Muitos são conhecedores da minha paixão pela Banda Desenhada, desde criança colecionando títulos como Tarzan, Mandrake, Robim dos Bosques, Principe Valente, e depois mais tarde os Clássicos Portugueses ( José Ruy, Artur Correia, José Garcês, E.T. Coelho, Vítor Péon, Batista Mendes, Pedro Massano, … – infelizmente muitos deles já falecidos). Depois chegou naturalmente a aproximação aos artistas franco-belgas e americanos, aqui apenas salientando Herman, Milo Manara, ou Alex Ross e Alan Moore nos EUA.
Existem diversas adaptações desta obra à Banda Desenhada, procurando satisfazer os leitores em função da qualidade da arte do desenho ou do colorido emprestado às representações seculares, ou de acordo com a mestria dos argumentistas envolvidos.
De alguns anos a esta parte, a RTP e a editora Levoir uniram-se num esforço de edição de clássicos da Literatura adaptados para a Banda Desenhada, resultando desta união algumas obras de assinalável interesse (muitas integrando um caderno técnico sobre a obra e o autor). Desta feita escolhi a obra IVANHOE, recentemente editada com o número 24 da coleção, um clássico da história da cavalaria medieval dos tempos do Rei Artur e de Robin dos Bosques.
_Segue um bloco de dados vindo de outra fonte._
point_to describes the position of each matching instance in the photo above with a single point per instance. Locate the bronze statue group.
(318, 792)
Novelista, poeta, ensaísta, Walter Scott nasceu em 1771, tornando-se um dos mais famosos autores britânicos. Foi iniciador do Romance Histórico, hoje um género de narrativa muito procurado e consumido, e do qual não escondo grande apreço. Escreveu mais de 30 romances históricos.
Em 1819 publica IVANHOE, tornado sucesso com vendas que logo ultrapassaram os 10 000 exemplares em 15 dias. Nesta obra romanceada o autor viaja até à Inglaterra medieval, dos tempos da resistência dos saxões contra os conquistadores normandos. Recheado de torneios e batalhas, o romance ajuda-nos a compreender o genuíno espírito dos valorosos cavaleiros da Távola Redonda, registando em objetos e cenários detalhados os elementos essenciais de uma reconstrução histórica e política. A busca romântica, o cavalheirismo, façanhas bélicas, os torneios, representando um rigoroso trabalho de investigação e enquadramento históricos.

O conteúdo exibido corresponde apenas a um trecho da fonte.